Confidence in Police
Respondents who said they have a "great deal" or "quite a lot" of confidence in the police.
Police Interactions
In a survey taken in the weeks after the police killing of George Floyd, a majority of Black respondents (62%) were either very or somewhat confident that police would treat them with courtesy and respect. That is 29 percentage points lower than White respondents and 16 points lower than Hispanic respondents. Black people are much less likely to express that they are “very confident” that they will be treated respectfully.
Public Confidence in Police Interactions
Question: If you had an interaction with police in your area, how confident are you that they would treat you with courtesy and respect?
Defunding the Police
In a survey taken shortly after the death of George Floyd and the outbreak of protests across the nation, relatively few Americans favored cutting spending on police. Three-quarters of survey respondents said police funding in their area should stay the same or increase while one quarter said it should be cut either by a little or a lot.

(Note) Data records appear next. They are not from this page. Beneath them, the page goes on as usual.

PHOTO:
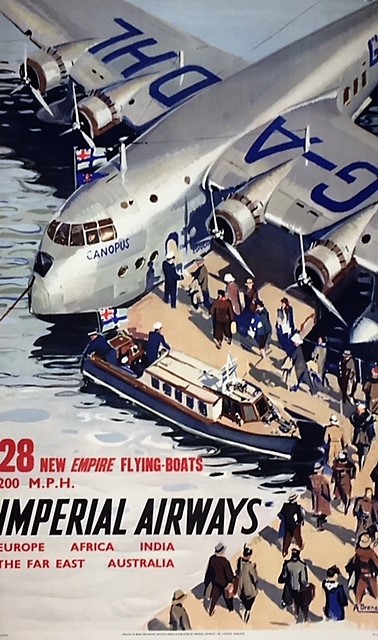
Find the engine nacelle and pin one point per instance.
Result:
(50, 68)
(238, 218)
(47, 70)
(324, 262)
(103, 110)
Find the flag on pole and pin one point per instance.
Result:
(88, 163)
(229, 370)
(112, 318)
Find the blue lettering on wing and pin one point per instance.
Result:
(206, 79)
(200, 77)
(291, 140)
(373, 50)
(143, 60)
(346, 174)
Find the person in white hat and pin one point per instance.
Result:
(220, 575)
(347, 377)
(178, 616)
(334, 438)
(171, 278)
(156, 342)
(321, 496)
(343, 472)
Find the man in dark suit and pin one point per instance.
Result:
(219, 574)
(155, 343)
(171, 278)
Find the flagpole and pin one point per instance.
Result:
(74, 167)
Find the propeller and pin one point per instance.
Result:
(26, 81)
(305, 280)
(218, 234)
(76, 125)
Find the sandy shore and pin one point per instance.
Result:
(190, 331)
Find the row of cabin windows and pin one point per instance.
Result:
(168, 390)
(78, 235)
(355, 88)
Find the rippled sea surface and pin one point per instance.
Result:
(42, 398)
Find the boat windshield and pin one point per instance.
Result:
(78, 235)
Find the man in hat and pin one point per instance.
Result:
(364, 565)
(155, 343)
(292, 520)
(233, 293)
(261, 327)
(347, 377)
(363, 432)
(343, 472)
(300, 365)
(294, 576)
(365, 510)
(222, 314)
(171, 278)
(285, 326)
(250, 295)
(178, 616)
(219, 574)
(321, 496)
(246, 572)
(99, 344)
(370, 389)
(334, 438)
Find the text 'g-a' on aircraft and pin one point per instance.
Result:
(274, 141)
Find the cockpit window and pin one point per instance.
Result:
(78, 235)
(52, 228)
(61, 236)
(92, 236)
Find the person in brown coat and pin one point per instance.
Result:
(343, 472)
(321, 496)
(222, 313)
(334, 438)
(234, 294)
(366, 511)
(219, 574)
(370, 390)
(364, 566)
(178, 616)
(347, 377)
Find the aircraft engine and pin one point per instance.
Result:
(238, 218)
(326, 260)
(47, 69)
(103, 110)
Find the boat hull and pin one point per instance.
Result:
(278, 445)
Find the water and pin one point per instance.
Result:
(42, 398)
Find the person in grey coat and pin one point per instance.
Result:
(246, 572)
(294, 576)
(178, 616)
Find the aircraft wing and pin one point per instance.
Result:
(336, 178)
(119, 45)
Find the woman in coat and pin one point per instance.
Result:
(335, 597)
(285, 326)
(321, 496)
(246, 573)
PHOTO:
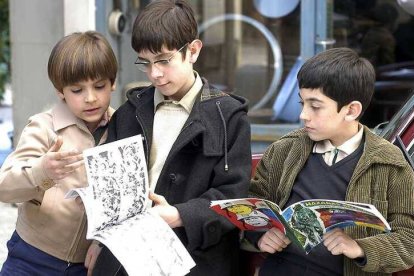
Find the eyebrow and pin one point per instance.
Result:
(157, 57)
(311, 99)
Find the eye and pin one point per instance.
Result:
(142, 63)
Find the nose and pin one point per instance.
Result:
(303, 115)
(90, 96)
(155, 72)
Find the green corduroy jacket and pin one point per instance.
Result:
(382, 177)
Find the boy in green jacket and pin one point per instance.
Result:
(335, 157)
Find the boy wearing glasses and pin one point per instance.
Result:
(197, 139)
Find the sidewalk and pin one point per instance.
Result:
(8, 215)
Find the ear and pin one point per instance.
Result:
(354, 109)
(195, 48)
(60, 94)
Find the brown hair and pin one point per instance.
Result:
(168, 23)
(79, 57)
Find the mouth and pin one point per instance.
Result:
(92, 110)
(162, 85)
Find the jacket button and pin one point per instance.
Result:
(173, 177)
(211, 229)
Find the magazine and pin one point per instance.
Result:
(304, 222)
(116, 205)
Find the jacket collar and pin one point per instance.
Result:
(204, 118)
(62, 117)
(376, 149)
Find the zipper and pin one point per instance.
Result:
(145, 138)
(75, 244)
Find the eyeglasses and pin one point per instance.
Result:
(160, 64)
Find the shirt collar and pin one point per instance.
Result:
(348, 147)
(187, 101)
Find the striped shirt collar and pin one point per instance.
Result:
(187, 102)
(347, 148)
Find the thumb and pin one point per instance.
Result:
(57, 145)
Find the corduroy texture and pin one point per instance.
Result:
(382, 178)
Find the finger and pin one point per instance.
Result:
(68, 154)
(267, 248)
(57, 145)
(158, 199)
(87, 259)
(332, 232)
(281, 236)
(92, 264)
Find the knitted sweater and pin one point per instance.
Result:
(382, 177)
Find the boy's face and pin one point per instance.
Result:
(88, 100)
(323, 121)
(174, 79)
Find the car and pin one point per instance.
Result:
(6, 140)
(399, 131)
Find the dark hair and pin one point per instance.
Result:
(79, 57)
(168, 23)
(342, 76)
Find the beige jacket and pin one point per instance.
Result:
(45, 219)
(382, 177)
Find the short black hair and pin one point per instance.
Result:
(341, 74)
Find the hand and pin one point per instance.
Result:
(273, 240)
(337, 242)
(58, 164)
(167, 212)
(91, 256)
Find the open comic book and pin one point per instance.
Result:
(304, 222)
(116, 207)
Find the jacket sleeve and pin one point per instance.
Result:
(22, 177)
(393, 251)
(203, 227)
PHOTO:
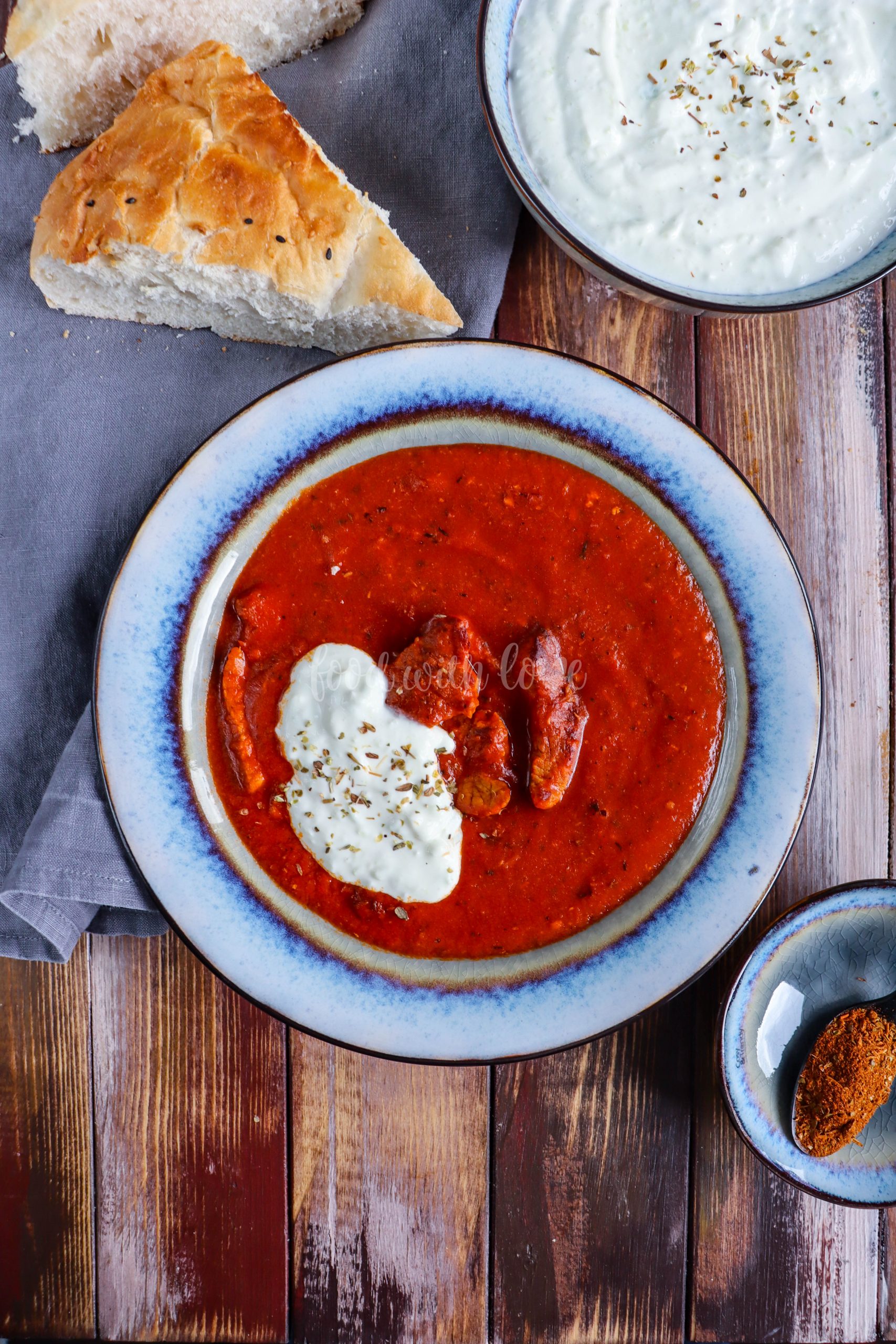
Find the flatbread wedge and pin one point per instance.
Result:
(207, 205)
(80, 62)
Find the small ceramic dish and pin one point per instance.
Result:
(155, 660)
(832, 951)
(493, 49)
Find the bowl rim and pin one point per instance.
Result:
(656, 291)
(812, 899)
(473, 1059)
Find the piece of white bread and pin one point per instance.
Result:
(80, 62)
(206, 205)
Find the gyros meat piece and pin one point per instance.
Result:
(556, 718)
(434, 678)
(480, 765)
(239, 738)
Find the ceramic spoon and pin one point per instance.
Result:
(886, 1007)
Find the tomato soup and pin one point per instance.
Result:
(511, 541)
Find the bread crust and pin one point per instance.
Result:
(208, 164)
(31, 20)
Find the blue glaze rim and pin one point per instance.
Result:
(729, 1033)
(499, 119)
(636, 940)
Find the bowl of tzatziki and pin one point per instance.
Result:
(702, 154)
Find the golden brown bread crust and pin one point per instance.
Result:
(207, 163)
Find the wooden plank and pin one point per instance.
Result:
(191, 1151)
(798, 404)
(46, 1189)
(887, 1294)
(592, 1146)
(390, 1199)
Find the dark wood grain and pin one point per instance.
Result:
(191, 1151)
(592, 1146)
(390, 1199)
(798, 404)
(46, 1168)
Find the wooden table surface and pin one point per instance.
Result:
(178, 1166)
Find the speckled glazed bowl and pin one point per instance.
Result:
(496, 30)
(155, 658)
(825, 954)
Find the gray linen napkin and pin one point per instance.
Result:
(94, 416)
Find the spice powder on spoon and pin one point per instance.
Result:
(847, 1077)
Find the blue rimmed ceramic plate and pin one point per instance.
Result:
(825, 954)
(155, 658)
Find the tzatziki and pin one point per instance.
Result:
(367, 797)
(742, 148)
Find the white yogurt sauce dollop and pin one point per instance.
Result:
(730, 147)
(367, 797)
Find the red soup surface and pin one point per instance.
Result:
(510, 539)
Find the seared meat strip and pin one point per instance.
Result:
(434, 678)
(480, 765)
(556, 718)
(239, 738)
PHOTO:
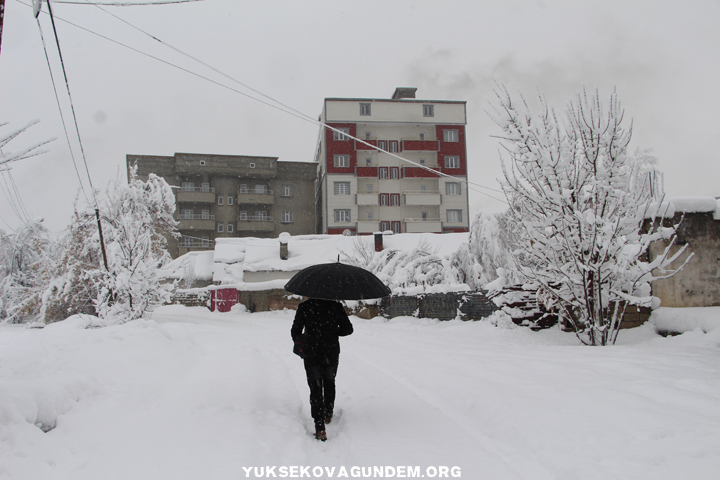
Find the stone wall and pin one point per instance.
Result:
(698, 284)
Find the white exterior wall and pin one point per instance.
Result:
(393, 111)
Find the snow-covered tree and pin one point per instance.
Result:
(579, 200)
(25, 266)
(137, 218)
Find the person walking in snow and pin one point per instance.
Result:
(322, 322)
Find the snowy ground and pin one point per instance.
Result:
(191, 394)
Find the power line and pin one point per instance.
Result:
(278, 105)
(62, 117)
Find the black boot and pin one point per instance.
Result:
(320, 432)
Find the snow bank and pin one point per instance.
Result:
(190, 394)
(669, 208)
(681, 320)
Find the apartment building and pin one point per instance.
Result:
(392, 177)
(234, 196)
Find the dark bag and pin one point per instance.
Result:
(301, 347)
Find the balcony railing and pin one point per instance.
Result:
(196, 216)
(256, 191)
(206, 189)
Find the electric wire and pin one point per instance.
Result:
(72, 106)
(285, 106)
(62, 117)
(280, 106)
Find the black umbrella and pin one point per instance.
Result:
(336, 281)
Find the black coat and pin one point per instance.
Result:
(322, 321)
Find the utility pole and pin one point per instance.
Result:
(2, 15)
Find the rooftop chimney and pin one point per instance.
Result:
(404, 92)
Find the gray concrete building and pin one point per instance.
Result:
(233, 196)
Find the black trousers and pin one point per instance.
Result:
(321, 380)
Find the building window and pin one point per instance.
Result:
(342, 216)
(450, 135)
(452, 188)
(452, 161)
(342, 188)
(454, 216)
(341, 134)
(341, 161)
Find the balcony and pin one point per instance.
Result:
(420, 197)
(419, 172)
(366, 199)
(368, 226)
(256, 197)
(196, 195)
(196, 222)
(423, 225)
(255, 224)
(419, 145)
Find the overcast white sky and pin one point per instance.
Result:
(661, 55)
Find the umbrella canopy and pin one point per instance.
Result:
(337, 281)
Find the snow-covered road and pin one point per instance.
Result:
(190, 394)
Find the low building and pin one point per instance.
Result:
(698, 284)
(221, 196)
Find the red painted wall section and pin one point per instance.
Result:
(340, 147)
(369, 172)
(362, 146)
(338, 231)
(416, 172)
(223, 299)
(419, 145)
(452, 148)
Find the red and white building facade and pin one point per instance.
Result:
(366, 188)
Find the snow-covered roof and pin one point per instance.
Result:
(198, 265)
(675, 205)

Americans' Views on Police Funding
Percent of respondents who say spending on policing in their area should...
Policing Preferences
Just 14% of Americans want police to spend less time in their neighborhoods, according to a survey taken about a month after the death of George Floyd. Asian Americans (28%) were the most likely to say they want less police presence. Large majorities of people, regardless of race or ethnicity, prefer that police spend the same or more time in their areas.